European football's governing body, under president Alexander Ceferin, is consulting with the continent's leading clubs and leagues on the future of its club competitions after the current arrangements expire in 2024.
The only plan to have emerged so far would see the Champions League switch from eight groups of four to four groups of eight – guaranteeing more games – and have a promotion and relegation system which would retain 24 of the 32 teams from one season to another.
This idea, which has provoked anger from league chiefs, is the brainchild of European Club Association (ECA) chairman Andrea Agnelli, who is also president of Italian club Juventus.
"I am looking slightly from the outside in now but I think you've got a situation where every tournament organiser is entitled to look at their own competition and see how best they can reorganise or restructure," Scudamore told BBC Radio 5 Live's Sportsweek programme.

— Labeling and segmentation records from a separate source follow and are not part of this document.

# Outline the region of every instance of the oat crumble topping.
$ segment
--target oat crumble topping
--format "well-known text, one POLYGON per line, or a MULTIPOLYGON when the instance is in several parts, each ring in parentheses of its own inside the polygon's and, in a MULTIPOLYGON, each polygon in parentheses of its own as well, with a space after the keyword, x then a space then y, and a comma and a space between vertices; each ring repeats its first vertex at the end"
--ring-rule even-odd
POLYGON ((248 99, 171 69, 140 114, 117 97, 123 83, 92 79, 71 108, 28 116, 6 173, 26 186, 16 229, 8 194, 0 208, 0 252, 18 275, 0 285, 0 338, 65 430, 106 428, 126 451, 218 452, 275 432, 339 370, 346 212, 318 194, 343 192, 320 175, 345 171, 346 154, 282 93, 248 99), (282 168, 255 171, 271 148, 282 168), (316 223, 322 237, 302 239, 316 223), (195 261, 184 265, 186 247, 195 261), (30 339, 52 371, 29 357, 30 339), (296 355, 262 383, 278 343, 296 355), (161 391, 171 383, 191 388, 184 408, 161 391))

"I actually think the ECA's proposals, under the chairmanship of Mr Agnelli, from what I have seen so far, look completely out of order to me.
"I would hope, and I know Mr Ceferin very well at UEFA and he's a very sensible man and a very good man, that he will consult. He has promised to consult, and he has promised to talk to everybody.
"I think he needs to take a real, hard look at what this could do to domestic leagues which are effectively the bed-rock of football across the whole of Europe, across the whole world. I hope that this is the start of a consultation, and not the end of it, and I trust Mr Ceferin will do the right thing."
Scudamore claims that what is required "is a very, very strong competitive balance within your own domestic league".
He added: "You want the most competitive league you can and I'm afraid that is where league organisers are always at odds with individual clubs.
"It is unavoidable, individual clubs want to win everything, win all the time, want to dominate. They want all the advantages, they want the financial advantages, the sporting advantages.
"If you go down Mr Agnelli's proposed route, which is more European competition and less domestic competition, it is bound to harm those domestic leagues. Not just the Premier League but across the whole of Europe."
Scudamore is adamant domestic leagues have to be protected, and that any European League is supportive, rather than dominant.
"I think it is a very very delicate ecosystem that we have," said Scudamore.
"You have to support domestic leagues and competitiveness within domestic leagues, and make sure sporting merit says if you get promoted you can theoretically start a club behind the Dog and Duck (pub), get promoted all the way through the leagues and get to the very top, and when you finish one, two, three or four, you should then go off to Europe.
"Leagues are the cake, European competition is the icing on the cake. We should never turn it to be the other way around."